Selama di perjalanan, Melissa banyak bertanya pada Bella, tapi jawaban Bella hanya singkat dan terlihat menutupi sesuatu. Melissa yakin ini karena pria bernama Adrien itu. Ia sebenarnya tak begitu yakin apa hubungan pria itu dengan Bella. Jika mereka sepasang kekasih, mana mungkin Bella terlihat begitu lemah dan ketakutan seperti tadi.

"Keluargamu begitu mencemaskanmu, dan kami sudah mencarimu ke hutan, tapi kami tak menemukan apa pun. Kami tak berani masuk terlalu jauh karena...," Melissa menjeda ucapannya, melirik ke arah Adrien, "ya, kau tahu sendiri karena apa," sambung Melissa dengan hati-hati. Ia ragu untuk mengucapkan alasan sebenarnya karena ada Adrien di sini.

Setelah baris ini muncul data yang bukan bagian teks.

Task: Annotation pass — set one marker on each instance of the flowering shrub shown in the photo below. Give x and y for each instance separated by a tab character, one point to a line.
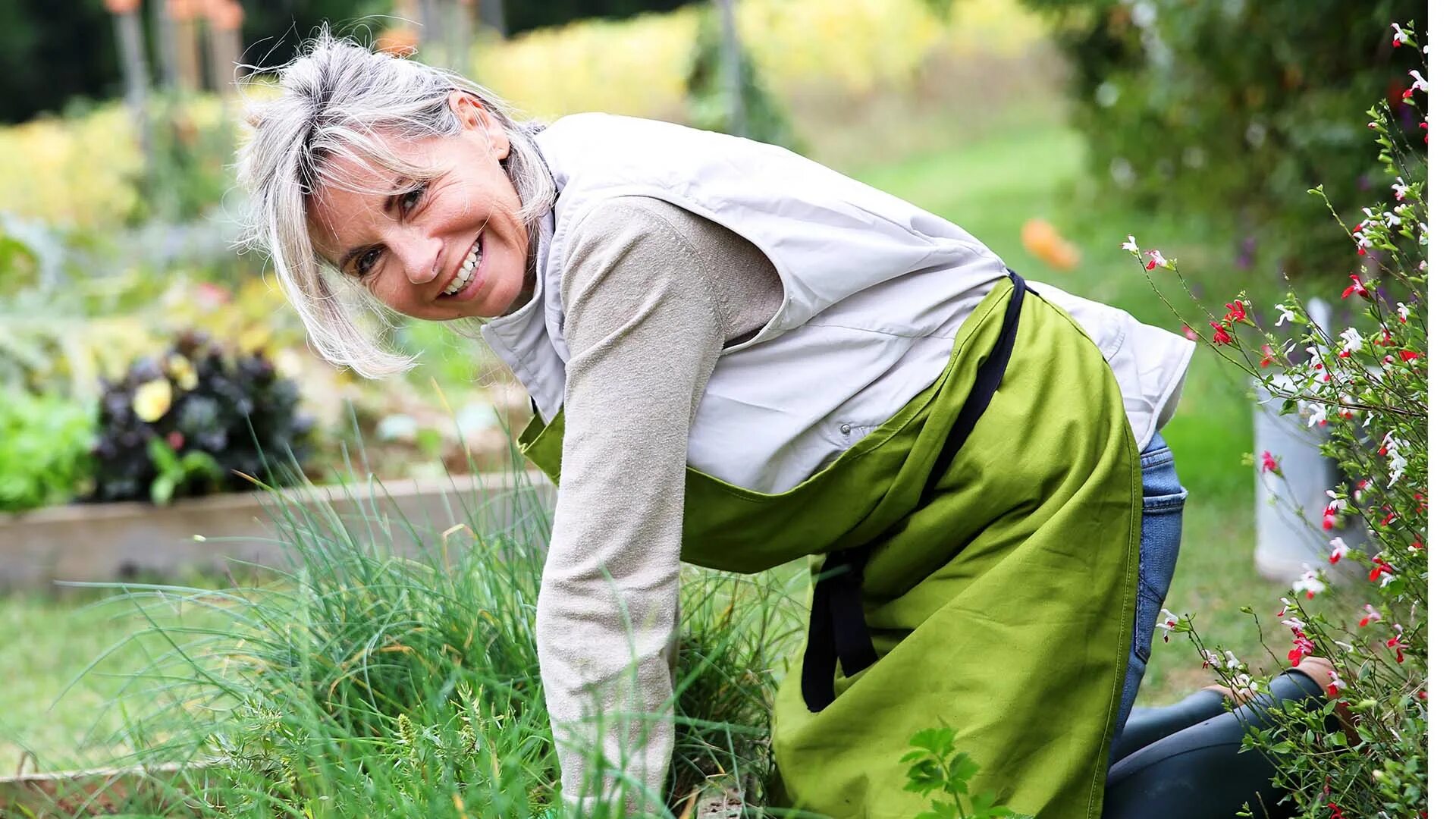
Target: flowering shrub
1231	111
1363	752
218	416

"Maafkan aku membuat kalian cemas." Bella merasa tak enak dengan semua masalah yang ditimbulkannya, tak ada yang bisa disalahkan selain ketololannya sendiri. Andai ia tak menginjakkan kaki di hutan terlarang itu, semua tak akan serumit ini.

Bella begitu merindukan rumah yang kini berada di hadapannya, langkahnya dengan cepat menghampiri pintu berwarna putih itu. Setelah mengetuk pintu, ia menunggu dengan was-was. Adrien tepat berada di sebelahnya dan memeluk pinggang wanita itu. Hal ini seperti sudah menjadi kebiasaan bagi Adrien, ia akan selalu menyentuh bagian tubuh Bella jika jarak memungkinkannya untuk melakukan itu semua.

"Ya Tuhan! Bella!" Tubuh Bella terasa hangat karena pelukan dari ibunya, air mata keluar dari kedua matanya. Bella tak mampu menahan isak tangis yang keluar dari mulutnya. Pun dengan ibunya yang memeluk Bella begitu erat.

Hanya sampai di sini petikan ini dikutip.